Complimentary products such as body spray, body lotion and shower gel available.

Yardley were formed in 1770 and have quite an old fashioned reputation in the UK, and I hate to say this, the ‘wrong’ sort of old fashioned brand (compare and contrast to Penhaligons for example) probably because of their mass market appeal and easy availability. They are best known for their single note fragrances such as Lavender, Rose, the old style packaging and the fact that you can just picture the bars of soap in your Gran’s bathroom. I was introduced to the ‘new’ Yardley by the inclusion of the shower gel for this fragrance in my Birchbox. The fragrance was launched in 2011, as part of their changes to bring Yardley to a younger market.

Now, based on a little bit of research – the daisies in my garden don’t actually smell of anything. So what does Yardley’s interpretation of daisy smell like?

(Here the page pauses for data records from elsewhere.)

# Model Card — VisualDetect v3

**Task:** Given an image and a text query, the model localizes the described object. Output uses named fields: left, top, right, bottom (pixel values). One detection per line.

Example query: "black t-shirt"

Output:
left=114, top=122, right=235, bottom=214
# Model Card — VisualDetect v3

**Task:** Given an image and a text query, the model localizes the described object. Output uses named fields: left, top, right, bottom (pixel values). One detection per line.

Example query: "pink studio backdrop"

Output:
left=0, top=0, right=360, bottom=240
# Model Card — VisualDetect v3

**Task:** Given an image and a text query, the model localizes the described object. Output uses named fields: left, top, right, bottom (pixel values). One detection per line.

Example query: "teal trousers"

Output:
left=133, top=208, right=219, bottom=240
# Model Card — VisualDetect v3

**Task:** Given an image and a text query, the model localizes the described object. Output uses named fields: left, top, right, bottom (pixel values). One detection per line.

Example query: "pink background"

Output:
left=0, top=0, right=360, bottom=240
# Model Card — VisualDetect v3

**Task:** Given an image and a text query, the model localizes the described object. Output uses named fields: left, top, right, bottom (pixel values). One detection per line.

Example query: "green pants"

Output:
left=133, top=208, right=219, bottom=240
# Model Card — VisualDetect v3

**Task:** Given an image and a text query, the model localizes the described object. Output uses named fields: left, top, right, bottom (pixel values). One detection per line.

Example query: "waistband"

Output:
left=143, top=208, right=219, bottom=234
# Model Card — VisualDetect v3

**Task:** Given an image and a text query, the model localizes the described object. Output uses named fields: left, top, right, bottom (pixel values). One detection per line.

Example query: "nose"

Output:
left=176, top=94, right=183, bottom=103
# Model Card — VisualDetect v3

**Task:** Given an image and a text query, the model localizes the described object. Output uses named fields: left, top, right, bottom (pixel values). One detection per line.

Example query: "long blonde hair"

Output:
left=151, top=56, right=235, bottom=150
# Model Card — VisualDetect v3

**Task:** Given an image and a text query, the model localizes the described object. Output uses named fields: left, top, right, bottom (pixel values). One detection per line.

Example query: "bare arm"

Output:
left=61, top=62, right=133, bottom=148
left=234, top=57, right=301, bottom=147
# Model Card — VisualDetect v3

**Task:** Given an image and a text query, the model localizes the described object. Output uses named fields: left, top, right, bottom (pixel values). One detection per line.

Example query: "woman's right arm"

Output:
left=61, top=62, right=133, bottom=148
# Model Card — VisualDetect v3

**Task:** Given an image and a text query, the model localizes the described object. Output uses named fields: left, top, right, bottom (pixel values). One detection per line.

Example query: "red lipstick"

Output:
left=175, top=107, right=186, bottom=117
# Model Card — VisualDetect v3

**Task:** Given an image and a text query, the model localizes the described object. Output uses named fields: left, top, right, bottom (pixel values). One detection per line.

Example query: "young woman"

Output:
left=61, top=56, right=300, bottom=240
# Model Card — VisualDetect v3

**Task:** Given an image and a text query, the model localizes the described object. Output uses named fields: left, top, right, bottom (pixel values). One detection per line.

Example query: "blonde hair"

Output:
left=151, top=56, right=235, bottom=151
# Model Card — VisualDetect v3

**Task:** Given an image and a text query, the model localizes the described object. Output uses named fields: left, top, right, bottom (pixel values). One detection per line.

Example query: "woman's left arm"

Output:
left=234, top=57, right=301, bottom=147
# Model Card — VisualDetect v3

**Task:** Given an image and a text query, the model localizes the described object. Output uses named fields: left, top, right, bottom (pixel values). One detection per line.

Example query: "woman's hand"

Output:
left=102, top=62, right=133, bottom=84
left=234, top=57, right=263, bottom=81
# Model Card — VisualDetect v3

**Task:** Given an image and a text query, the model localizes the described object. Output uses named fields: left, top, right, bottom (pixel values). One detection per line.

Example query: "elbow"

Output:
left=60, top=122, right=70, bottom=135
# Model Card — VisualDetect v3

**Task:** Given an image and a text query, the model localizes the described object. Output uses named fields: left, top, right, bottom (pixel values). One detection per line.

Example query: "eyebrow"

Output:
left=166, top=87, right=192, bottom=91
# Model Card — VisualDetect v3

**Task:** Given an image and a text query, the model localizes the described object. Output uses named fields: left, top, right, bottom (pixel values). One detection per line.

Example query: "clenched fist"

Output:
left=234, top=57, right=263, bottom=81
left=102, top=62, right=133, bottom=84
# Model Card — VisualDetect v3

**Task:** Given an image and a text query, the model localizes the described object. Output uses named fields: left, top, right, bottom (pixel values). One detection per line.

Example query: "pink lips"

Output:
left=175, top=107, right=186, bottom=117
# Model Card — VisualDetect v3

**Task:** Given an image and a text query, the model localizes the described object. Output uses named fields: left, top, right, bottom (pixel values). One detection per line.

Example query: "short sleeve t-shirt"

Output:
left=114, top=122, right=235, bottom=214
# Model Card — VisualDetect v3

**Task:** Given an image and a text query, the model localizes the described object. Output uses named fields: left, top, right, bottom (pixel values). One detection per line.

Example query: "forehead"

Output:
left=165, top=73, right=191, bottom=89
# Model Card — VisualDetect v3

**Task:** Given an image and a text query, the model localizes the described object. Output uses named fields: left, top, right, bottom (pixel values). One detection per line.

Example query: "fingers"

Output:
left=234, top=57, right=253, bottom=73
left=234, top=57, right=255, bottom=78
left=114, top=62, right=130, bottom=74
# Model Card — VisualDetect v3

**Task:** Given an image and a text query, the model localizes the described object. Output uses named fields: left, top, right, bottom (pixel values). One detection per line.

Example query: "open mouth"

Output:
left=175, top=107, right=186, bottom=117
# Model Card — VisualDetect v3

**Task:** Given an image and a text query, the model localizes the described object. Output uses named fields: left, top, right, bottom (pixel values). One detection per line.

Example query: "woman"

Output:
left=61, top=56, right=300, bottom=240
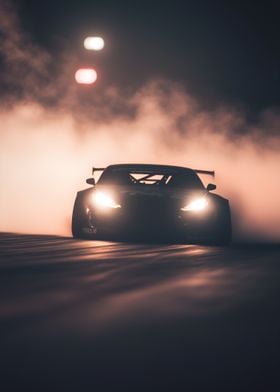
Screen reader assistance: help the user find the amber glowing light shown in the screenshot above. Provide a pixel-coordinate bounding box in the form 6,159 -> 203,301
75,68 -> 97,84
84,37 -> 104,50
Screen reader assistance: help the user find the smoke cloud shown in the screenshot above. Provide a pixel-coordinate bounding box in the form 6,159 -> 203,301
0,3 -> 280,241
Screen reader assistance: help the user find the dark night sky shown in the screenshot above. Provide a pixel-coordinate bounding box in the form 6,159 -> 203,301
14,0 -> 280,112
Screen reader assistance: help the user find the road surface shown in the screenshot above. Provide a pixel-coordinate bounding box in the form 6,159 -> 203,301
0,233 -> 280,392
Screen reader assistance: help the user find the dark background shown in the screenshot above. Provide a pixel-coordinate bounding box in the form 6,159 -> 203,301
16,0 -> 280,114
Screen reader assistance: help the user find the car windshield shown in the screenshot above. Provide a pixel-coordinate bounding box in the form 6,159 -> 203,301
98,168 -> 203,189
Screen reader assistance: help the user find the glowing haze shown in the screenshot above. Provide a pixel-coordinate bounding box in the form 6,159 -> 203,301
0,6 -> 280,240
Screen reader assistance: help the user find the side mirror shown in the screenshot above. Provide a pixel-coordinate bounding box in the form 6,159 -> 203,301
86,177 -> 95,186
206,184 -> 217,192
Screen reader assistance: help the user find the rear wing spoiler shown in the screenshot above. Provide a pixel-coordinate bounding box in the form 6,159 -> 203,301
193,169 -> 215,177
92,167 -> 215,177
92,167 -> 105,175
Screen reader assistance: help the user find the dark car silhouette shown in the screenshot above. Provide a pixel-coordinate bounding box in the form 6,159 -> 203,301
72,164 -> 231,244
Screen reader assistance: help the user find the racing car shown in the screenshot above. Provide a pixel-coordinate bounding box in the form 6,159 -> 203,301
72,164 -> 231,244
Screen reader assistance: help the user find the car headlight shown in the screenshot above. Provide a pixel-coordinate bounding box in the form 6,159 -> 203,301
93,191 -> 121,209
181,197 -> 208,211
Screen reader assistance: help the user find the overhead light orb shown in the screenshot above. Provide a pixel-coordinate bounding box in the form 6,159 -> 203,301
75,68 -> 97,84
84,37 -> 104,50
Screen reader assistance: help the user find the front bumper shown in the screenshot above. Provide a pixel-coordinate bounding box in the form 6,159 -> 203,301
87,208 -> 215,240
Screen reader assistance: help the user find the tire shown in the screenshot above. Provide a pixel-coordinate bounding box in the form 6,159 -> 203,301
72,194 -> 88,238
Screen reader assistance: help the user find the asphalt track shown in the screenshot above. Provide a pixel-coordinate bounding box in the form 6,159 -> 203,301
0,233 -> 280,392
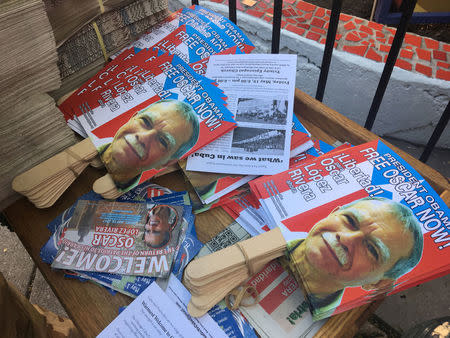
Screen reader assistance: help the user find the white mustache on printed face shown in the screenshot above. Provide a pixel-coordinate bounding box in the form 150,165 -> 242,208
322,232 -> 349,266
124,134 -> 146,160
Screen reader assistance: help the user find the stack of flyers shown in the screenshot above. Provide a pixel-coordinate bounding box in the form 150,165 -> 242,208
41,184 -> 202,297
222,192 -> 270,236
179,115 -> 314,210
59,6 -> 253,192
249,140 -> 450,320
222,141 -> 340,236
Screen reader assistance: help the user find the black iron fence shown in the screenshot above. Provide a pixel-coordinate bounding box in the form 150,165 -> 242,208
192,0 -> 450,162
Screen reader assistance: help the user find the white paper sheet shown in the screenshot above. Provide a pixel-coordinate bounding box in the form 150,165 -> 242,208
186,54 -> 297,175
98,278 -> 227,338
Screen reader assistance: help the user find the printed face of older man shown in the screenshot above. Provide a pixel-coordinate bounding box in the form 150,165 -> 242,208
104,102 -> 193,173
293,201 -> 413,286
144,208 -> 171,248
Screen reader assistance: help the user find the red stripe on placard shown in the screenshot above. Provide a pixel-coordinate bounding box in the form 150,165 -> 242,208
259,275 -> 298,315
281,189 -> 369,232
215,175 -> 242,193
92,95 -> 161,139
247,261 -> 285,293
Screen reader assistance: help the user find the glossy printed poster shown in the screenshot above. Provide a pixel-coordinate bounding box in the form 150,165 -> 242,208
250,141 -> 450,319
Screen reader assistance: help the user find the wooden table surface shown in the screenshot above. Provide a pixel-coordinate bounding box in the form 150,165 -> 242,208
4,90 -> 450,337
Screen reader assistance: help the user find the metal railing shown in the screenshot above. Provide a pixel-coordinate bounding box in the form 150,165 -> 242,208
192,0 -> 450,162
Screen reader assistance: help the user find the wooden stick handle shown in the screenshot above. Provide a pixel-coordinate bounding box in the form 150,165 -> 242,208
12,139 -> 97,193
186,228 -> 286,281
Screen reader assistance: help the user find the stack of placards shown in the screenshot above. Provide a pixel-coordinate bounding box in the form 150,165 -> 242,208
44,0 -> 167,48
0,1 -> 76,208
250,141 -> 450,320
186,141 -> 450,320
55,6 -> 253,197
222,141 -> 350,236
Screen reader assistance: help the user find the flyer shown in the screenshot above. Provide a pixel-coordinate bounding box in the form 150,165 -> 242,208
241,260 -> 326,338
186,54 -> 297,175
66,53 -> 236,191
52,200 -> 188,277
98,283 -> 227,338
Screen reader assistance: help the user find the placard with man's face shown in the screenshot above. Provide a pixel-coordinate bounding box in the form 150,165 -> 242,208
251,141 -> 450,319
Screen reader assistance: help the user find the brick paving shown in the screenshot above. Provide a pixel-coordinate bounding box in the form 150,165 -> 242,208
211,0 -> 450,81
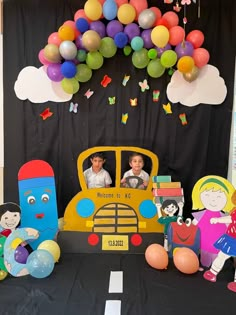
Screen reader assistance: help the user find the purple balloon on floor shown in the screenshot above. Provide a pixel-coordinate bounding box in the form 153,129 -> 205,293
15,246 -> 29,264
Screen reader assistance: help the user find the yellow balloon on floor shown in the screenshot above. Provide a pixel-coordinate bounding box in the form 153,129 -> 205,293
37,240 -> 61,262
151,25 -> 170,48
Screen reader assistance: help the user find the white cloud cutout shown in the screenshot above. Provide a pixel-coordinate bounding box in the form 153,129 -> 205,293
166,64 -> 227,107
14,66 -> 72,103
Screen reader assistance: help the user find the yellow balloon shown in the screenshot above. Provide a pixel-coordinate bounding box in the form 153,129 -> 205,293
84,0 -> 102,21
117,3 -> 136,25
151,25 -> 170,48
37,240 -> 61,262
177,56 -> 194,73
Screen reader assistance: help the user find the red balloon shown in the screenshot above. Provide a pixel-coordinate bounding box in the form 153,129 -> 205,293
186,30 -> 204,48
150,7 -> 162,26
169,25 -> 185,46
173,247 -> 199,274
145,244 -> 169,270
156,17 -> 170,29
162,11 -> 179,28
192,48 -> 210,68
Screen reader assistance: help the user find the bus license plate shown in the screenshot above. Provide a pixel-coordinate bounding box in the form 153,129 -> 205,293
102,235 -> 129,250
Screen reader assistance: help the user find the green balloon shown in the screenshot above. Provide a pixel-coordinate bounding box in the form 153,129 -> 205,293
99,37 -> 117,58
75,63 -> 93,82
76,49 -> 87,62
86,51 -> 103,70
161,50 -> 177,68
123,45 -> 132,56
61,78 -> 80,94
132,48 -> 150,69
147,58 -> 165,78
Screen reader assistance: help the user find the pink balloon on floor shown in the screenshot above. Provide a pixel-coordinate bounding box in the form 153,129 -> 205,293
145,244 -> 169,270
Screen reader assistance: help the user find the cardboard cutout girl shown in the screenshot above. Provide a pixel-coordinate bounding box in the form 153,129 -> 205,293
192,175 -> 235,267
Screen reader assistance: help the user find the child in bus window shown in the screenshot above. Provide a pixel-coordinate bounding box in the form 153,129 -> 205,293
121,152 -> 149,189
84,152 -> 112,188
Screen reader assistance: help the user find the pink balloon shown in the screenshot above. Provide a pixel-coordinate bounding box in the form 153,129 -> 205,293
162,11 -> 179,28
169,25 -> 185,46
63,20 -> 80,38
129,0 -> 148,20
186,30 -> 204,48
192,48 -> 210,68
115,0 -> 129,7
74,9 -> 91,23
38,49 -> 51,66
48,32 -> 62,47
150,7 -> 162,26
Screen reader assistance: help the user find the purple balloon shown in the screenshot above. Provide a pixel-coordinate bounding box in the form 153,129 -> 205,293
47,63 -> 64,82
106,20 -> 124,39
141,29 -> 154,49
155,44 -> 171,58
124,23 -> 140,42
14,246 -> 29,264
75,34 -> 87,51
175,41 -> 194,59
90,21 -> 106,38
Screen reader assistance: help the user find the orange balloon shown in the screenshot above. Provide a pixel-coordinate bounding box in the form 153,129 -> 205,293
173,247 -> 199,274
145,244 -> 169,270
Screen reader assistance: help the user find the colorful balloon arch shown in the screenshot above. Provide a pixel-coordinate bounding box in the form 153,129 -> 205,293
38,0 -> 210,94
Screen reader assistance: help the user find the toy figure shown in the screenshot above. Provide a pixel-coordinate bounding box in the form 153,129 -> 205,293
18,160 -> 58,250
0,202 -> 21,237
168,217 -> 200,257
203,208 -> 236,292
121,152 -> 149,189
156,199 -> 184,251
192,176 -> 235,267
84,152 -> 112,188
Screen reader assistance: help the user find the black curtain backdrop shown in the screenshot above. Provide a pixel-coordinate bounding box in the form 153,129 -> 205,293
3,0 -> 236,220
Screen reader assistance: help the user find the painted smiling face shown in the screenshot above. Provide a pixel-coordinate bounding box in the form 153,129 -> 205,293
168,218 -> 200,256
18,160 -> 58,249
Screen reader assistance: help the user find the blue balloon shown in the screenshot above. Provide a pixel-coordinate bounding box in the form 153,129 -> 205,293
26,249 -> 55,279
61,61 -> 77,79
102,0 -> 118,21
114,32 -> 129,48
75,18 -> 89,33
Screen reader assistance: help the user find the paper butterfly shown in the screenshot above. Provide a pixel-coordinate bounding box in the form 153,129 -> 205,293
108,96 -> 116,105
173,1 -> 181,12
121,113 -> 129,125
101,74 -> 111,87
129,97 -> 138,106
122,75 -> 130,86
181,0 -> 191,5
138,79 -> 149,92
40,107 -> 53,120
69,102 -> 78,114
152,90 -> 160,102
84,89 -> 94,99
162,103 -> 172,114
179,113 -> 188,126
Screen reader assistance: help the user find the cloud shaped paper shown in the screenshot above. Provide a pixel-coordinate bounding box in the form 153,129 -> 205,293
166,64 -> 227,107
14,66 -> 73,103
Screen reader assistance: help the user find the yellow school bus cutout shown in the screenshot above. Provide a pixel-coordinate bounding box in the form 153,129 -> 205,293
63,146 -> 163,253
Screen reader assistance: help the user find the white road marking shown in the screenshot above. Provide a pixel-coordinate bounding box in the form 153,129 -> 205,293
108,271 -> 123,293
104,300 -> 121,315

The fragrance opens with the fresh green crunch of a just bitten granny smith apple, and turns into a meadow floral (they claim hyacinth and white rose). The end of the fragrance is a light floral musk on me. It wears pretty close to the body, and lasts for up to 4 hours. However, at the bargain price you can afford to apply it again at lunchtime.

I bought my bottle via the Yardley website, which will ship to the UK. The product is also available on the high street at branches of Boots and other pharmacies.